Durante a Cimeira Europeia da Indústria, em Antuérpia, a Federação Europeia do Vidro de Embalagens (FEVE) alertou que o atual contexto económico está a enfraquecer as condições de investimento e a colocar em risco a capacidade industrial estratégica na Europa.
19 Fevereiro 2026, 14h23

O setor europeu de vidro e embalagem registou uma descida de 10% na produção, entre 2022 e 2024, aproximando-se dos níveis atingidos durante a crise financeira de 2008-2009. A competitividade deste setor está a ser pressionada pelos elevados custos de energia e pelo aumento dos encargos associados ao carbono.

Durante a Cimeira Europeia da Indústria, em Antuérpia, a Federação Europeia do Vidro de Embalagens (FEVE) alertou que o atual contexto económico está a enfraquecer as condições de investimento e a colocar em risco a capacidade industrial estratégica na Europa.

Tiago Moreira da Silva, presidente da AIVE – Associação dos Industriais de Vidro de Embalagem, afirma que “a indústria do vidro de embalagem é um pilar essencial da economia e das cadeias exportadoras portuguesas e europeias, do vinho à alimentação e à cosmética. Num contexto de custos energéticos elevados e crescente pressão regulatória, é fundamental assegurar condições de competitividade que permitam às empresas continuar a investir, inovar e criar emprego, enquanto contribuem para a balança comercial portuguesa”.
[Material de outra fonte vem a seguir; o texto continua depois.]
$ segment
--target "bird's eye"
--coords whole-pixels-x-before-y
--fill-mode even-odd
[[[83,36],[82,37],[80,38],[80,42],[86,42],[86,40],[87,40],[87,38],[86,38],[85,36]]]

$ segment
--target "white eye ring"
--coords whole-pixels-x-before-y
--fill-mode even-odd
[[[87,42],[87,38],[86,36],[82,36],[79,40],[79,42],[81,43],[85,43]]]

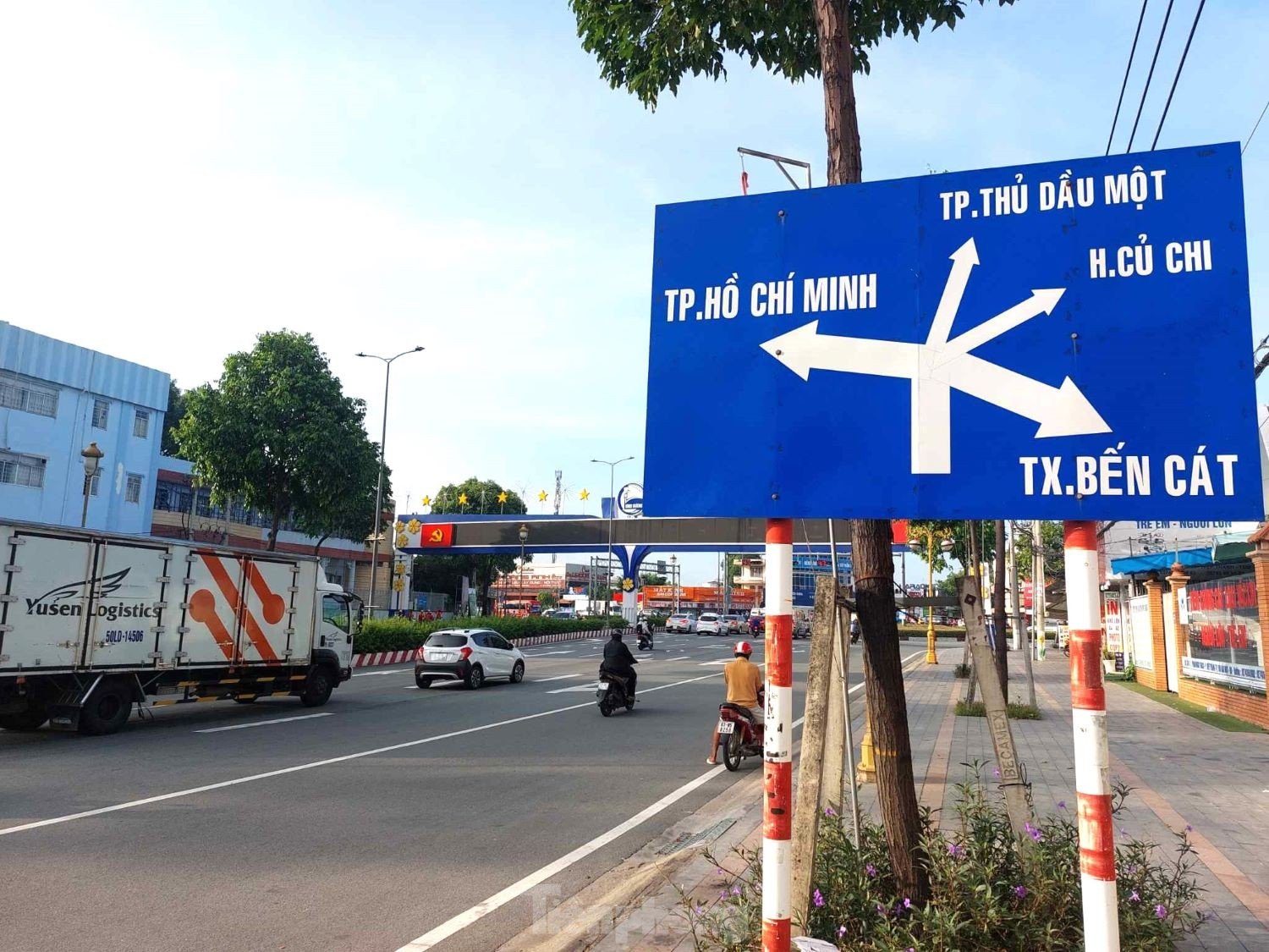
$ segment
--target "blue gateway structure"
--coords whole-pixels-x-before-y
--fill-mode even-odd
[[[662,206],[654,258],[648,515],[1261,514],[1236,145]]]

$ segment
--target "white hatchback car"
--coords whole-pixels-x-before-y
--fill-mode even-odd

Desde o setor do vinho, bebidas espirituosas, alimentação premium, cosmética e farmacêutico, a indústria de vidro de embalagens desempenha um papel fundamental na disponibilização de embalagens de uso único ou reutilizáveis.

As exportações da União Europeia (UE) destes produtos representam mais de 140 mil milhões de euros por ano, o que corresponde a 6% do total das exportações europeias. Portugal é um importante exportador de vinho, azeite, conservas, entre outros produtos.

A pressão sentida pelo setor e a redução da capacidade produtiva poderá aumentar a pressão sobre custos e comprometer a competitividade internacional destas indústrias.

A indústria europeia do vidro está a enfrentar uma forte pressão estrutural, com os custos energéticos europeus a continuarem acima dos registados noutras regiões concorrentes. Aliado a este fator está também o agravamento dos encargos associados ao Sistema de Comércio de Licenças de Emissão da UE.

Este ano está prevista uma atualização dos referenciais de emissões, o que pode fazer com que algumas empresas enfrentem um aumento substancial dos custos relacionados com o dióxido de carbono já no próximo ano.

Michel Giannuzzi, presidente da FEVE, refere que “não existe uma Europa resiliente, segura ou forte sem uma indústria europeia forte. O setor do vidro de embalagem está plenamente empenhado em concretizar as ambições europeias em matéria de clima e economia circular, e estamos a investir significativamente em tecnologias de descarbonização”.

“Contudo, a indústria não pode assegurar esta transição sozinha. Os líderes da UE devem agir já para reduzir os custos da energia e do carbono, acelerar o desenvolvimento das redes e simplificar o enquadramento regulamentar”, salienta.

Para fazer face a este decréscimo, a FEVE apela a que se adotem medidas que reforcem a competitividade industrial, tais como a redução dos custos energéticos e de carbono associados, ajustes nas políticas de economia circular que assegurem estabilidade e competitividade, um reforço dos mecanismos de defesa comercial para garantir condições de concorrência justa e leal e incentivos de mercado que estimulem a procura por produtos seguros e fabricados na Europa.

Na Europa este setor emprega diretamente cerca de 50 mil trabalhadores e sustenta mais de 850 mil empregos ao longo da sua cadeia de valor. A produção de embalagens de vidro e as indústrias que utilizam este material geram um volume de negócios superior a 300 mil milhões de euros.

A FEVE refere que a “manutenção de uma base industrial forte na Europa será determinante para garantir a competitividade das cadeias exportadoras e assegurar a continuidade do investimento em inovação e descarbonização”.